Abstract:AIM: To research the neuroprotective effects of lomerizine(LOM)on retinal ganglion cells(RGCs)in the diet-induced obese C57BL/6J mice.
METHODS: Fifty-four mice were randomly divided into two groups which were fed a high-fat diet for 19wk. One group mice were lavaged LOM by the dosage of 80mg/kg daily at the same time. The obese mice were selected and divided into diet-induced obesity(DIO)group, diet-induced obesity and lomerizine(DIO+LOM)group. The mice in the control(CON)group were fed a basal diet. The ultrastructural changes of RGCs were detected by transmission electron microscope. The cellular apoptosis was detected by TUNEL. The laser scanning confocal microscope was used to measure intracellular calcium ion concentration.
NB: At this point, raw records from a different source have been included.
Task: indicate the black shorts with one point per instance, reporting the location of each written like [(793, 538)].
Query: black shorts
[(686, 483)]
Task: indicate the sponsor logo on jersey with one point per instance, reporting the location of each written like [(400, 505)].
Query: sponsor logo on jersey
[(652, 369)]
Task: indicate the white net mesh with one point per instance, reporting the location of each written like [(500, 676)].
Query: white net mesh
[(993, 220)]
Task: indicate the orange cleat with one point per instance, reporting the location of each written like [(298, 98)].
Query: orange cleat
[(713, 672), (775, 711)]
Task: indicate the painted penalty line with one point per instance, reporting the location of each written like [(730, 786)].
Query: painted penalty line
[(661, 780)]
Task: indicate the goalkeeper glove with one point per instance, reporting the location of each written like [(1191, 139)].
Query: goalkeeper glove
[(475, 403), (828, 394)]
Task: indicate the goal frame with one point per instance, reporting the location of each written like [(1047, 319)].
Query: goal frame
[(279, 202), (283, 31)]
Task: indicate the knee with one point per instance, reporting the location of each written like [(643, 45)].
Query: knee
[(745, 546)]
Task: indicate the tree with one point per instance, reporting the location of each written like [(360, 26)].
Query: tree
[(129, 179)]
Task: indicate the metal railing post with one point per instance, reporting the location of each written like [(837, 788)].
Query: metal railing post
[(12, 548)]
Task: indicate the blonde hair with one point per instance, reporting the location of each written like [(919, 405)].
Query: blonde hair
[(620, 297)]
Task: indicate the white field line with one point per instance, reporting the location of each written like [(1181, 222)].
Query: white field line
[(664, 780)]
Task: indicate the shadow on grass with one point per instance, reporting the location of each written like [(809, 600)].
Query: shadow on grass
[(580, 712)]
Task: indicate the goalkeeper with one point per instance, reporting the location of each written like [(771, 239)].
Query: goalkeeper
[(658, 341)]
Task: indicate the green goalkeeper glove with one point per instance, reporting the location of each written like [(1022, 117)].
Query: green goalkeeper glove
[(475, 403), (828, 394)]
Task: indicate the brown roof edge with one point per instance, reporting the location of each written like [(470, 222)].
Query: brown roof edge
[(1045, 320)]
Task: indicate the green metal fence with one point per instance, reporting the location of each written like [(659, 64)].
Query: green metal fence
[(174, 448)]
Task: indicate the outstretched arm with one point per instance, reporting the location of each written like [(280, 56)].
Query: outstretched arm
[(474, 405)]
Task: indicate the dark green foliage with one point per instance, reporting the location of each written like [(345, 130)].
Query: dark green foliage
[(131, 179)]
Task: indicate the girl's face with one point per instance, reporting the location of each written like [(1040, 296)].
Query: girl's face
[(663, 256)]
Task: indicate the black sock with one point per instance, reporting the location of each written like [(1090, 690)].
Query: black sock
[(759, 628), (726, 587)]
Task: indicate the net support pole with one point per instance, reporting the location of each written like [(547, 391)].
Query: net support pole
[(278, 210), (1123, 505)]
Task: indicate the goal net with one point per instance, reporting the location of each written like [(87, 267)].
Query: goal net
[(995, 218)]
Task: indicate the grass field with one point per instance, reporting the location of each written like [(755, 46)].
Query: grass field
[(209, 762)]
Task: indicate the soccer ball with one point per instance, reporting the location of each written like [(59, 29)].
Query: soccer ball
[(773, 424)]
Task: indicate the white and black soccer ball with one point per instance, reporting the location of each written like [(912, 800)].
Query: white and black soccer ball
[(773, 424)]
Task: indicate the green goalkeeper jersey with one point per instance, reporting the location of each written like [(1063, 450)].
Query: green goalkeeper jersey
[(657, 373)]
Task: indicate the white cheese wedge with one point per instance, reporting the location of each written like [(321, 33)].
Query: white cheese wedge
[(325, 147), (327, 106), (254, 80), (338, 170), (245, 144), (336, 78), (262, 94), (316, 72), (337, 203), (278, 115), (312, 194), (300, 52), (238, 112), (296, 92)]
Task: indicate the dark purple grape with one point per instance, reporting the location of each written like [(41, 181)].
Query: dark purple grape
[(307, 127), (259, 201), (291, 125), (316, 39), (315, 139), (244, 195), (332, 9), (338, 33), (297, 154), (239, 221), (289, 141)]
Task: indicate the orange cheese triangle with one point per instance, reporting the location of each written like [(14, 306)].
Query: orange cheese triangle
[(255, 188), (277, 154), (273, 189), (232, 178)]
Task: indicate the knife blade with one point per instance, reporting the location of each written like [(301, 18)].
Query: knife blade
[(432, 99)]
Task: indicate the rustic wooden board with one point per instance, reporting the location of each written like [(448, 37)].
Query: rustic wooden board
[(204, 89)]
RESULTS: Compared with the CON group, the RGCs in DIO group showed smaller and condensation of nuclear chromatin and increased electron density of the cytoplasm, whereas the changes in DIO+LOM mice were obviously diminished. TUNEL staining showed that the number of apoptosis cells in the ganglion cell layer(GCL)increased in DIO group and the percentage of apoptotic cells was much higher than that in the CON groups(P<0.01). The DIO+LOM group mice showed fewer apoptosis cells and the percentage of apoptotic cells in this group were significantly decreased than the DIO mice(P<0.05). The Laser scanning confocal microscope detection showed Ca2+ staining intensity of RGCs in DIO group increased and its staining intensity ratio was significantly higher than in CON group(P<0.01), the Ca2+ staining intensity and its staining intensity ratio in DIO+LOM group were significantly decreased than the DIO group(P<0.01).
CONCLUSION: Lomerizine has neuroprotective effects on damage of retinal ganglion cells in diet-induced obesity mice, which may be related to the attenuation of intracellular Ca2+ overload.